This afternoon, a Senate Homeland Security and Governmental Affairs subcommittee will hear testimony on the Whistleblower Protection Enhancement Act. Why should we care? Last month, President Obama said he would seek to bar the release of photographs that depict abusive interrogations at secret overseas prisons during the Bush years--photos that are similar to, or worse, than the Abu Ghraib photos disclosed by whistleblower Joe Darby back in 2004.
Now, to make matters worse, the President-We-Like is backing the pernicious Graham-Lieberman amendment to create a FOIA exemption for the secret photos. I'd make this Exhibit 1 in why we need whistleblowers.
What would happen if someone were to disclose the photos to the media? Would that person be celebrated or slaughtered?
I personally think that we still need whistleblowers, and no one is going to blow the whistle if they are not protected and have seen how so many of us have been raked over the coals for doing the right thing.
On Tuesday, Senators Joe Lieberman(I-CT) and Lindsey Graham (R-SC) [hereinafter "the dastardly duo"] added an amendment to the war supplemental spending bill to create a Freedom of Information Act (FOIA) exemption for the secret photos Obama blocked last month [hereinafter the "photo suppression amendment"]. Luckily, it appears to have been stripped from the supplemental spending bill. But Wednesday, in the dastardly duo's crusade to add it to every moving bill until it passes, they attached it to a bill meant to enable the FDA to regulate tobacco. House Speaker Nancy Pelosi (D-CA) came out against the bill late yesterday, but who know what today holds. . .
Let's reflect: On January 21, 2009, President Obama issued the Memorandum on Transparency and Open Government, calling for an unprecedented level of openness in government.
But now, Obama's bar on releasing of the torture photos--after promising to do so--and his support of the pernicious Graham-Leahy amendment underlines why we need whistleblowers.
There has been a 9-year legislative effort to restore credible whistleblower rights for government employees. The current incarnation is the Whistleblower Protection Enhancement Act of 2009, S. 372 and H.R. 1507.
The U.S. Senate Committee on Homeland Security and Governmental Affairs
Subcommittee on Oversight of Government Management, the Federal Workforce, and the District of Columbia is holding a hearing at 2:30 PM to examine problems with the current system of protections for federal whistleblowers and the pending legislative fix.
This effort needs to be completed. Whistleblowers are cruxcified, from being blacklisted to bankrupted.
The Whistleblower Protection Act sounds great on paper, but does not create a private right of action. Employees need the right to a jury trial in federal court. As things stand now, whistleblowers are confined to administrative hearings at the Merit Systems Protection Board where, since 2000, only 3 our of 53 whistleblowers have received favorable rulings.

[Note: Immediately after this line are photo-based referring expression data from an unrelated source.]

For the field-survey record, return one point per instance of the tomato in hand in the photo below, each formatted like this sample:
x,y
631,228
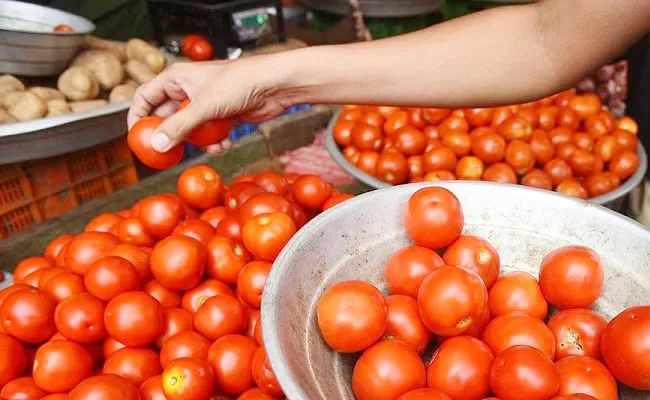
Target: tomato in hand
x,y
433,209
451,299
351,315
571,277
139,140
475,254
460,367
624,347
407,268
577,332
510,376
60,365
386,371
517,292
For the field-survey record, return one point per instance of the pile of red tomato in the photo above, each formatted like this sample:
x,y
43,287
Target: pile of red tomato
x,y
565,142
492,334
158,301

You might ask, can't they just appeal? Yes, but the Federal Circuit Court of Appeals has a monopoly on hearing whistleblower appeals of administrative decisions. It has also consistently rules against them, with whistleblowers winning only 3 cases out of 209 since October 1994 when Congress last strengthened the law.
Finally, there are no meaningful protections for FBI and intelligence agency whistleblowers--arguably the class of employees who need them the most and from whom we'd want to hear if, you know, guys with cash and no interest in learning how to land a plane are taking flying lessons (Coleen Rowley), terrorism translations are being deliberately slowed down (Sibel Edmonds), prisoners are being tortured at American-run prisons (Joe Darby), and the list goes on.